Life is change. Nothing in our universe remains stagnant, as not only entropy demonstrates through science but our own human experiences demonstrate as well. I know that I will return to my home to see faces of strangers. I remember a few years ago I left home to stay with family friends for a few weeks in Texas. I had a great time, but when I returned to JFK Airport the face of my father waiting for me there shocked me. It wasn't that I didn't remember what he looked like, only that in the few weeks that had gone b the permanent image and voice that I had for him in my brain had deteriorated. Years going by make me fear even more for how I will see my family on my return. My home will seem smaller and strange. The yard will look alien. My own dog will make me flinch.
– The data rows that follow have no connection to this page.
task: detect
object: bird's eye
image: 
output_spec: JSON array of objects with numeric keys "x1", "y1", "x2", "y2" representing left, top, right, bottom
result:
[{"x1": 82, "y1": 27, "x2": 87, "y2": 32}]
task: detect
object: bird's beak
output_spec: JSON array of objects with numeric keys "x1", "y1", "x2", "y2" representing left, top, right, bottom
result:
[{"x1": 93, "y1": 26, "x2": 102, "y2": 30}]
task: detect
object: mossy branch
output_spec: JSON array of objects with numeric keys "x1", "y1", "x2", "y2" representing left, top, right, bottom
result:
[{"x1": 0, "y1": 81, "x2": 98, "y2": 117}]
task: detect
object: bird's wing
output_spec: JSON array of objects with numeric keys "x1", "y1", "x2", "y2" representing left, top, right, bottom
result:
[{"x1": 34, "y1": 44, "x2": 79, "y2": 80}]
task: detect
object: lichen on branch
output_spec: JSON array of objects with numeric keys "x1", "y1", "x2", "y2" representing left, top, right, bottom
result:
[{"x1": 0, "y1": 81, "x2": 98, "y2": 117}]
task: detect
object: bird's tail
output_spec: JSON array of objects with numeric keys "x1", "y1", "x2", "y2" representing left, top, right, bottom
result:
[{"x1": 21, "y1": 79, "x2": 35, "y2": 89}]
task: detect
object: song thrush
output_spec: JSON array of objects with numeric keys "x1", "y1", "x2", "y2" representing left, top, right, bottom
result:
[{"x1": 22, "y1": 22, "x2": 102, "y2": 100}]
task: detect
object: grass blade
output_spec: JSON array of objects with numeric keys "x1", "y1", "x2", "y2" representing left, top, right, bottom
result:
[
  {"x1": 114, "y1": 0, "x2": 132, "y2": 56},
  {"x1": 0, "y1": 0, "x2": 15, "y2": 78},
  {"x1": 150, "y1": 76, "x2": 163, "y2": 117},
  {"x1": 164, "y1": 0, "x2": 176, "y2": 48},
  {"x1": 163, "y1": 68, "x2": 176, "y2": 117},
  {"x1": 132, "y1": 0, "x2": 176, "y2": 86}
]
Until I get used to their faces again they will look like strangers.
But that is not the worst of what I will find. The worst by far of what I will see is what happens to everyone who I knew from school. My family with the exception of my sister will not go anywhere. I know where they stand in life. They have gone through the gauntlet and came out on the other side, and have settled in safety and security. I will be keeping an eye out for my sister in whatever she chooses to do in life, and do my best to make sure she comes out alright too. But as for everyone I have known in these years? I shudder thinking about what I might find.
It isn't the first years after my departure that I fear, but what will happen as time wears on. Not everyone I know will fare well in the world beyond high school. I will hear names I know be destroyed by the horrors and harms that life gives. I will hear names I know be sent into the gutter. Future ruined. I recently viewed a video on YouTube of a judge in Florida who found herself facing someone she used to be friends with in middle school across from her as a defendant. The man was being sentenced for 5 years in prison for robbery and other accounts, and as soon as he recognized her he broke down into tears. He realized how far down the drain he had sent himself. When I return to the shadow of a long-lost paradise, my greatest fear is hearing the names of those with whom I shared laughs with even once like how that judge in Florida had heard the name of the nicest kid in middle school. Or worse.
Not everyone from my past will come out through the gauntlet all right. That is what sends fear into me every time I think about it.